Un système de livraison sera mis en place avec l’organisme Jalon Montréal et plusieurs sociétés de développement commercial (SDC) sur le territoire. Objectif: compenser pour la perte de clientèle des entreprises, et offrir un service «qui répond aux besoins de la population» en matière d’approvisionnement. Les commerces peuvent s’inscrire au projet sur le site de la Ville directement.

Le comité pour un soutien d’urgence aux commerces, mis sur pied lundi, développera aussi des «solutions concrètes» pour apporter un soutien rapide aux entreprises. D’ailleurs, Montréal offrira un accompagnement gratuit aux entreprises qui souhaiteraient entamer une transition numérique pendant la crise du coronavirus. Les commerçants ont jusqu’au 17 avril pour se manifester.

«Plus que jamais, nous sommes invités à privilégier l’achat local. Le Panier Bleu, lancé par le gouvernement du Québec hier, en est une puissante illustration.» -Valérie Plante, mairesse de Montréal

La FCEI veut des moratoires

Joint par Métro, l’analyste principal des politiques à la Fédération canadienne de l’entreprise indépendante (FCEI), Gopinath Jeyabalaratnam, estime que l’imposition de moratoires sur certains paiements est urgente.

«Les commerces sont fermés ou tournent au ralenti, mais les loyers continuent d’être chargés. Il faut suspendre les taxes foncières pour ne pénaliser personne», envisage-t-il, appelant le gouvernement à créer un «Fonds d’urgence de liquidités» pour les PME surtout.

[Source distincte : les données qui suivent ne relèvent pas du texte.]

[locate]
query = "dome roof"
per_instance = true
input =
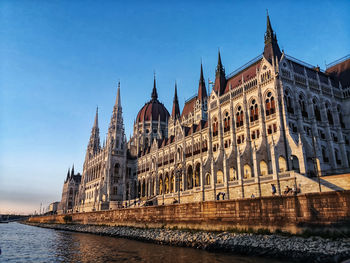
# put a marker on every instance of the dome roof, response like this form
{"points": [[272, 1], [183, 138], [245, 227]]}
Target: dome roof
{"points": [[153, 110]]}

«Quand un patient est dans le coma, il faut l’alimenter. Notre économie, en ce moment, elle dans le coma. Il faut lui donner des vivres. Sinon, elle ne se réveillera pas.» -Gopinath Jeyabalaratnam

Le même principe devrait s’appliquer aux factures d’Hydro-Québec, dit M. Jeyabalaratnam. «À Montréal, et surtout dans le centre-ville, ça risque de faire très mal. La période touristique commence en principe dans les prochaines semaines», ajoute-t-il.

Gérer la «détresse humaine»

Pour l’économiste et professeur aux HEC de Montréal, Germain Belzile, les gouvernements doivent se rendre compte «que les commerces essentiels n’existent pas à eux seuls, dans une économie complexe comme la nôtre».

«Les pharmacies, par exemple, ont besoin de matériel pour produire. Quand on commence à regarder la chaîne d’approvisionnement, on se rend compte de son ampleur. Il faut qu’on permette à des entreprises non-essentielles de rouvrir le plus tôt possible, quitte à imposer des règles de distanciation.» -Germain Belzile, expert en politiques macroéconomiques

Une fermeture d’encore quatre semaines, tel qu’il est prévu, «détruira notre écosystème économique», martèle l’expert. «On ne pense pas à l’immense détresse humaine qu’on est en train de créer. Le Québec tourne le dos à des gens qui ont sué sang et eau pour créer leurs commerces, et qui vont tout perdre», conclut-il.